Desde el 17 de mayo y durante todo el mes de junio, No te lo calles recopiló historias de LGBTI-fobia a través de un formulario en redes sociales. Como resultado de la información recolectada se crearon diversas narrativas artísticas -”mariquitas” de papel, cómics, microcuentos, perfomance y show drag- que fueron exhibidas durante la velada para resignificar la violencia y reclamar los derechos de la diversidad sexual y de género en la sociedad. 

 

Las frases, que estaban pegadas de los muros, hacían parte de un cómic realizado por Pascal, artiste* local. Estaba compuesto por frases de odio junto a símbolos e ilustraciones: un Cristo con la mano en el corazón, una mariquita, una mariposa, unos zapatos sucios; una camisa y un pantalón manchados de sangre con la frase “tenía catorce años, fue la primera vez que temí por mi vida”. 

 

Alrededor, la velatón transcurrió entre intervenciones de Dalila Velvet, reconocida drag queen de la ciudad, para animar al público. También hubo perfomances y show king. La gente aplaudía y gritaba, hasta que llegó el momento de encender velas por aquellos que sufrieron algún tipo de violencia o en efecto fueron asesinados. Hubo silencio, abrazos, manos entrelazadas. Hasta que luego apareció Dalila para cerrar con su show. Estaba vestida con un traje blanco y tacones que la hacían parecer de dos metros de altura. Al mover sus brazos, una tela blanca se levantaba.

 

Con actos como este, las poblaciones diversas reclamaron su digno espacio en la vida pública.

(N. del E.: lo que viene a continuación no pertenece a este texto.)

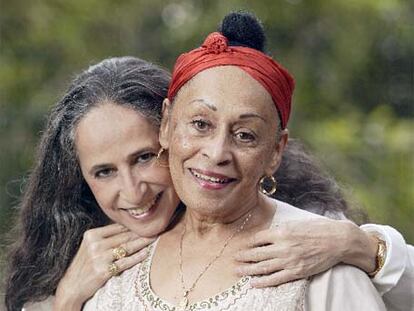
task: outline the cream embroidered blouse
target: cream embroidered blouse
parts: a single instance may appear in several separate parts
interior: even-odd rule
[[[296,219],[320,217],[279,202],[273,225]],[[141,264],[111,278],[85,304],[83,310],[179,311],[159,297],[149,279],[156,243]],[[168,276],[166,276],[168,277]],[[191,311],[218,310],[386,310],[368,276],[351,266],[336,266],[312,278],[278,287],[256,289],[250,277],[240,279],[231,288],[187,307]]]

El derecho a amar y a ser amados por quien quieran, sin temer por sus vidas. El derecho, también, a expresarse a través de sus cuerpos sin ser juzgados por ello. Resignficar los actos de violencia para que frases como las del comic en las afueras del museo no duelan sino que sean motivo de orgullo. “Somos maricas”, gritó Dalila. “¿y qué?”.